Let f(x)#=(-2x+7)/(4x-3)#

The denominator of f(x) cannot be zero as this would make f(x) undefined. Equating the denominator to zero and solving gives the value that x cannot be and if the numerator is non-zero for this value then it is a vertical asymptote.
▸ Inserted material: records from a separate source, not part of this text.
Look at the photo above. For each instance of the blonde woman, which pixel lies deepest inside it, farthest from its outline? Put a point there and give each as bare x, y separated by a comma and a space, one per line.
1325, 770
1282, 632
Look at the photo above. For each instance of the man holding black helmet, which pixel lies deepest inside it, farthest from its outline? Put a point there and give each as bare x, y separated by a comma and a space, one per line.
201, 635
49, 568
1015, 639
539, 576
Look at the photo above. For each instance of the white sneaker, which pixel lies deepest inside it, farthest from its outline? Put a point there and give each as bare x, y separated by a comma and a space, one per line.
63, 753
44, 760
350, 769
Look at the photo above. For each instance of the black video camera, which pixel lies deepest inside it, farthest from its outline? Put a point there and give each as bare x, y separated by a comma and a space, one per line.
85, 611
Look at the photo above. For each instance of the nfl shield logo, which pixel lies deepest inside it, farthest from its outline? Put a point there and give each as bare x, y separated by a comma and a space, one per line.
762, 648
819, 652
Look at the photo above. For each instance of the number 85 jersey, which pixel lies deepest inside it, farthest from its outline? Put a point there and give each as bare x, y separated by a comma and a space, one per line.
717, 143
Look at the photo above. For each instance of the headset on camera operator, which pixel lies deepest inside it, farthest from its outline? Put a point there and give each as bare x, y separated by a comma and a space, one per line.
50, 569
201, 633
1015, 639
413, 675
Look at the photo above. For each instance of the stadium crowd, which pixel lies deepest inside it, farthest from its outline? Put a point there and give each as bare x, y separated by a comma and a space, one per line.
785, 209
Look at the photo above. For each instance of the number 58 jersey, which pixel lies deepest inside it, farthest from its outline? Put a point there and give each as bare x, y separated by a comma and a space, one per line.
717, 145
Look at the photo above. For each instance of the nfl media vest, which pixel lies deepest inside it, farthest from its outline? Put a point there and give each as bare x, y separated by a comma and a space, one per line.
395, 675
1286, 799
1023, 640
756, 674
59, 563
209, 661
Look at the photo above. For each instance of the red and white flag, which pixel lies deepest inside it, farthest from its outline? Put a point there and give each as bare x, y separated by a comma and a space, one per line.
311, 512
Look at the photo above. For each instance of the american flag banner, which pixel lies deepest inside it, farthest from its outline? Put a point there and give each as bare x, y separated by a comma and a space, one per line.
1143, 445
solve: #4x-3=0rArrx=3/4" is the asymptote"#

Horizontal asymptotes occur as

#lim_(xto+-oo),f(x)toc" (a constant)"#

divide terms on numerator/denominator by x

#f(x)=(-(2x)/x+7/x)/((4x)/x-3/x)=(-2+7/x)/(4-3/x)#

as #xto+-oo,f(x)to(-2+0)/(4-0)#

#rArry=-1/2" is the asymptote"#

Slant asymptotes occur when the degree of the numerator > degree of the denominator. This is not the case here ( both of degree 1) Hence there are no slant asymptotes.
graph{(-2x+7)/(4x-3) [-10, 10, -5, 5]}